03 Aug Phase Three White Bean and Spinach Soup
- 1/4 tsp. extra-virgin olive oil (or spray) (PHASE 2)
- 3 small leek bulbs, outer layers removed, chopped
- 1 medium onion, chopped
- 1 teaspoon sea salt, divided
- 1/2 teaspoon red pepper flakes
- 1 (28-ounce) can low-sodium diced tomatoes (no sugar added)
- 1 (15-ounce) can cannellini beans, rinsed and drained (PHASE 3)
- 10 ounces (1 1/2 cups) fresh baby spinach (baby kale works too)
- 1 cup low-sodium vegetable broth (homemade is best)
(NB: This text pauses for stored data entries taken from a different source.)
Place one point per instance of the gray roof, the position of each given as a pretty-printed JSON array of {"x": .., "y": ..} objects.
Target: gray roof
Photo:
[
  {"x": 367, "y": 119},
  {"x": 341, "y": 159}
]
- Preheat oven to 375 degrees F.
- In a Dutch oven or large oven-safe pot, heat the oil (or use nonstick oil spray) over medium-high heat.
- Add the leek, onion, 1/2 teaspoon of the sea salt and the red pepper flakes.
- Cook, stirring frequently, until the onions are soft, about 5 minutes.
- Add the tomatoes, beans (phase 3), spinach and broth. Bring the mixture to a boil.
- Cover the pan with a tight-fitting lid and transfer to the oven. Cook until the vegetables are tender and the spinach has wilted, 25 to 30 minutes.
- Cook in oven for about 25 minutes and give it a good stir, and then place it back in the oven for 5 more minutes.
- Stir in the other 1/2 teaspoon of sea salt if desired and enjoy!